On the way to making the pickles I now enjoy every day, I had some bumps in the road on the morning of the big pickle-bottling festival in my kitchen. The bottles were too small for the recipe, so I found myself annoyed at them. The pickles I bought at the Korean grocery (they were by far the cheapest!) spilled out through the cheap grocery bag all over the kitchen floor. I was annoyed at them and at the bag, and at the checkout clerk and at Korea. The spice mix did not include hot peppers so I had to make a special trip to buy them from the local Thai grocery store which was closed on the first try. I was annoyed at the Thai grocer, but happily, not at Thailand (being annoyed at Thai people is impossible.) Then I had a question for my friend and he was not picking up his phone the very second I wanted to reach him. I was annoyed at him and at AT&T and at Israel.
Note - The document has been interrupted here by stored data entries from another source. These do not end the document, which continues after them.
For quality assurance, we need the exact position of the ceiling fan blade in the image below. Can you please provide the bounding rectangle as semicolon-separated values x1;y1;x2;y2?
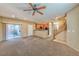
29;3;34;9
37;10;43;15
37;6;46;10
24;9;33;11
32;10;36;16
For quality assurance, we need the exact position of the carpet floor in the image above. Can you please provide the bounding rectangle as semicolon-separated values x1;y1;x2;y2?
0;36;79;56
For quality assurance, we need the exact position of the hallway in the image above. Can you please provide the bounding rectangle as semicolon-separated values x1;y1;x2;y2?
0;36;79;56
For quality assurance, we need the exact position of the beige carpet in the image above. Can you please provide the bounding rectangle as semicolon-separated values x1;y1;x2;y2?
0;36;79;56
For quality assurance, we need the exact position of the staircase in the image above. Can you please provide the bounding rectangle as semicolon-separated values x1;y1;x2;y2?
53;21;67;39
53;22;67;44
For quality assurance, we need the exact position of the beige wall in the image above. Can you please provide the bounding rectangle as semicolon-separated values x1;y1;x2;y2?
0;23;3;41
0;17;33;41
67;6;79;51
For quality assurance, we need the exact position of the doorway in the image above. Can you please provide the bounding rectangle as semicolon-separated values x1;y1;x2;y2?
6;24;21;40
28;24;33;36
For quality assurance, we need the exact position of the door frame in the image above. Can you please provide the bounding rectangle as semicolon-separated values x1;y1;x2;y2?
28;24;33;36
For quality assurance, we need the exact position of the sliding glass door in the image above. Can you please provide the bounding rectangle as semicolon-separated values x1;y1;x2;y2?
6;24;21;40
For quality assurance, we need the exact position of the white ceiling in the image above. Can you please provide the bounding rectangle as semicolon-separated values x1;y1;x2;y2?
0;3;78;22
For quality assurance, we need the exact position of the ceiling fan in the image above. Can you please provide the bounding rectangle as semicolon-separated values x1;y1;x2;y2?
24;3;46;16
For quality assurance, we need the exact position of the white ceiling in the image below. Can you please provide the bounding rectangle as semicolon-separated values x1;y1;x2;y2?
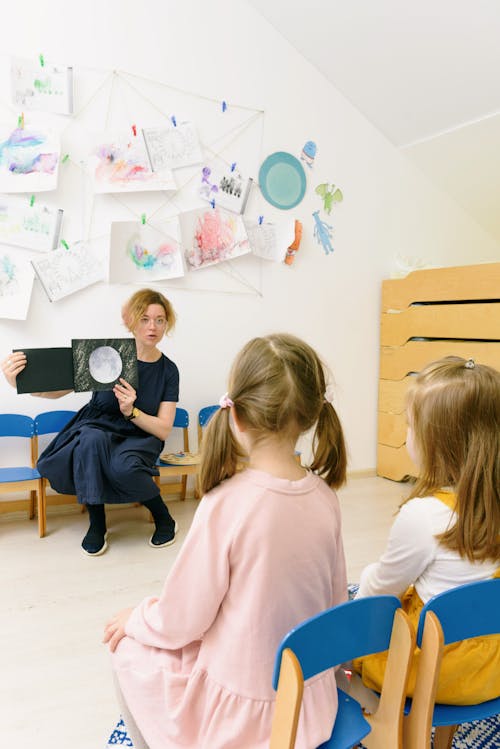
247;0;500;248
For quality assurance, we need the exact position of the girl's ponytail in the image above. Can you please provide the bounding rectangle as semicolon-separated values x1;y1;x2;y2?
199;406;244;495
310;401;347;488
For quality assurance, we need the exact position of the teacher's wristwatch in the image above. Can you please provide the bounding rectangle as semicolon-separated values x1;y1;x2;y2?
126;406;140;421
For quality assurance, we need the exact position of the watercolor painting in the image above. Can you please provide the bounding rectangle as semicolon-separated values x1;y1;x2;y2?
198;157;253;214
31;240;105;302
181;207;250;271
11;57;74;115
109;219;184;283
0;117;60;192
142;122;203;171
244;217;296;262
91;133;176;194
0;194;63;251
0;251;35;320
72;338;138;392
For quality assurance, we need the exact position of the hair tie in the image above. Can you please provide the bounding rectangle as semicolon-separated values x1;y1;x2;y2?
464;359;475;369
219;393;234;409
324;385;335;405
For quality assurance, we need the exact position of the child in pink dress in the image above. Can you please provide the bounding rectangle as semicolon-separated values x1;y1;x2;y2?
103;333;348;749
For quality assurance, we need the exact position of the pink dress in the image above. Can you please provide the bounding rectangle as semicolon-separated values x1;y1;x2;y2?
111;468;347;749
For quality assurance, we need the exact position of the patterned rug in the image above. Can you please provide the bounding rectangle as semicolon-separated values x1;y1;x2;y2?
106;714;500;747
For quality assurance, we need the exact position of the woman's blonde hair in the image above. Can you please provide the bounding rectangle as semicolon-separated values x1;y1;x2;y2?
122;288;176;336
200;333;347;494
405;356;500;562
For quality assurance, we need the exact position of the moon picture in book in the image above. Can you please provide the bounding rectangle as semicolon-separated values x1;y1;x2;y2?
181;207;250;271
11;57;74;116
91;132;176;194
72;338;138;392
109;219;184;283
0;116;60;192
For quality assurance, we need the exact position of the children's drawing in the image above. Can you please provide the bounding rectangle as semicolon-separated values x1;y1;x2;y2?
142;122;203;171
91;133;176;194
312;211;334;255
0;118;60;192
198;158;253;214
31;241;104;302
315;182;343;215
109;220;184;283
300;141;317;168
284;220;303;265
181;207;250;271
11;57;74;115
244;217;296;262
0;194;63;251
0;252;35;320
Later, as I looked at my finished pickles after two weeks in the cold basement, I recalled the day I made them – a rosary of annoyances. And I wondered if the pickles, the jars, the floor, the peppers and the friend were really the problem here. Perhaps the problem is that I have a predisposition to being annoyed when I don’t get things exactly my way. Perhaps noticing this predisposition and what hooks it into a flare-up of full-on annoyance is the way to deal with life – so that the grooves of my annoyance become cut less deep in the LP record of my life (remember vinyl records!? ..if you do not …that is annoying!) And perhaps I could change my way of being in the world, rather than trying to make the world perfect for my enjoyment.
And perhaps my own attention to my predisposition to annoyances could be so reduced by a centered, aware, awake, well-rested, un-caffienated, simple life that my new relationship with the world will bring the peace I keep hoping other people will make happen. And perhaps, just perhaps, I am not alone in this.